Reputation: 443
I created simple passthrough compute kernel
kernel void filter(texture2d<float, access::read> inTexture [[texture(0)]],
texture2d<float, access::write> outTexture [[texture(1)]],
uint2 gridPos [[ thread_position_in_grid ]]) {
float4 color = inTexture.read(gridPos);
outTexture.write(color, gridPos);
}
Measuring the execution time
[self.timer start];
[commandBuffer commit];
[commandBuffer waitUntilCompleted];
CGFloat ms = [self.timer elapse];
Timer class works like this:
- (void)start {
self.startMach = mach_absolute_time();
}
- (CGFloat)elapse {
uint64_t end = mach_absolute_time();
uint64_t elapsed = end - self.startMach;
uint64_t nanosecs = elapsed * self.info.numer / self.info.denom;
uint64_t millisecs = nanosecs / 1000000;
return millisecs;
}
Dispatch call:
static const NSUInteger kGroupSize = 16;
- (MTLSize)threadGroupSize {
return MTLSizeMake(kGroupSize, kGroupSize, 1);
}
- (MTLSize)threadGroupsCount:(MTLSize)threadGroupSize {
return MTLSizeMake(self.provider.texture.width / kGroupSize,
self.provider.texture.height / kGroupSize, 1);
}
[commandEncoder dispatchThreadgroups:threadgroups
threadsPerThreadgroup:threadgroupSize];
gives me 13 ms on 512x512 rgba image and it grows lineary if I perform more passes.
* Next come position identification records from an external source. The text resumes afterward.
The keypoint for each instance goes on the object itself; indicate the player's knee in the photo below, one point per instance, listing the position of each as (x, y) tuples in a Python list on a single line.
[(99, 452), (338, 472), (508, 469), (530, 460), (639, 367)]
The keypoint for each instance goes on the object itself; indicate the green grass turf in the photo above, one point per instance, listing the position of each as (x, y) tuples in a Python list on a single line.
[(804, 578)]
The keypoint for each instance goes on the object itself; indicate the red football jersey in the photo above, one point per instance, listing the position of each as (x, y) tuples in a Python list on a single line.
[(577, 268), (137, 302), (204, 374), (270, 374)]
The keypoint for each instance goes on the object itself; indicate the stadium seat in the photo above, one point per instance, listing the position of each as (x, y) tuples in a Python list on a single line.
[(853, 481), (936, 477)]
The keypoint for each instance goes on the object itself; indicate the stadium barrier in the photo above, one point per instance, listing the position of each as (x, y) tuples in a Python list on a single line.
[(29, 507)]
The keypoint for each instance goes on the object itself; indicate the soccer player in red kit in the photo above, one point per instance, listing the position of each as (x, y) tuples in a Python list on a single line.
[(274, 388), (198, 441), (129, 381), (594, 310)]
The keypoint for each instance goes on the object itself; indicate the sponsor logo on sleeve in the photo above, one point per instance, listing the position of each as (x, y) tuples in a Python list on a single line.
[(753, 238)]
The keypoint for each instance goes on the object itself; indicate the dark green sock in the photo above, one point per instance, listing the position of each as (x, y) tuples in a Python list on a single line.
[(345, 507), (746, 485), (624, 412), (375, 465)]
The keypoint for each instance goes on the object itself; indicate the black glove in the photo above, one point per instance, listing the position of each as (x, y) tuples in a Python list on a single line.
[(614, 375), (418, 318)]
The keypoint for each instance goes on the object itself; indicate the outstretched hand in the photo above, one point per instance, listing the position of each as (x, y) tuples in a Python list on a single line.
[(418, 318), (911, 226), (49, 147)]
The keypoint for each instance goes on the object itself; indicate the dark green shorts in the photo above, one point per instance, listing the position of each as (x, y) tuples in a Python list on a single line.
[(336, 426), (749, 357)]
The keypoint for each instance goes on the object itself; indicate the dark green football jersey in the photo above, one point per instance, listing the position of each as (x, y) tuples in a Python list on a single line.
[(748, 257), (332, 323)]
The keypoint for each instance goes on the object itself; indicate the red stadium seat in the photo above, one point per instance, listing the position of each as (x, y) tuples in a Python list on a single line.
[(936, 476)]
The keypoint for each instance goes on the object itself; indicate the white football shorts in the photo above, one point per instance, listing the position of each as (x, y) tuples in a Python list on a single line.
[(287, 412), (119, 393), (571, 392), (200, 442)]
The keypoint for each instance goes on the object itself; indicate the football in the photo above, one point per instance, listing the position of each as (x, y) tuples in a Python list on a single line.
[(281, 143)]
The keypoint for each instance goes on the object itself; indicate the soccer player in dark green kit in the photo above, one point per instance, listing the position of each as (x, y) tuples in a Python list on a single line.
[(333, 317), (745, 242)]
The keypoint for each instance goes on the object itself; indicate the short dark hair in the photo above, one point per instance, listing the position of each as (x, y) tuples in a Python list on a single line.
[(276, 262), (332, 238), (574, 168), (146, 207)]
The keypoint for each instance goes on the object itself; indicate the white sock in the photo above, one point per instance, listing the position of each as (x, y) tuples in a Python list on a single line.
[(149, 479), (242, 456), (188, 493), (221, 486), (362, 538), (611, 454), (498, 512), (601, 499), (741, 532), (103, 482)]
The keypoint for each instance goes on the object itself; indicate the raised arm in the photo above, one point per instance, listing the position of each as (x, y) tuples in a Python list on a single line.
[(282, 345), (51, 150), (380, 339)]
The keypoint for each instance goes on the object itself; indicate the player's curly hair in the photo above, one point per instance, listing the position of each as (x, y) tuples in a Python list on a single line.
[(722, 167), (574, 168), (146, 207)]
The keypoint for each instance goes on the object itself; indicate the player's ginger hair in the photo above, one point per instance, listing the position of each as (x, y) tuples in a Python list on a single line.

Is this correct? It seems too much overhead for real time application.
Upvotes: 2
Views: 645
Reputation: 31782
Compute kernels are known to have rather high overhead on A7 processors. One thing to consider, though, is that this is basically the least flattering test you can run: a one-shot threadgroup dispatch might take ~2ms to get scheduled, but scheduling of subsequent dispatches can be up to an order of magnitude faster. Additionally there's little chance for latency hiding here. In practice, a much more complex kernel probably wouldn't take substantially longer to execute, and if you can interleave it with whatever rendering you might be doing, you might find performance to be acceptable.
Upvotes: 4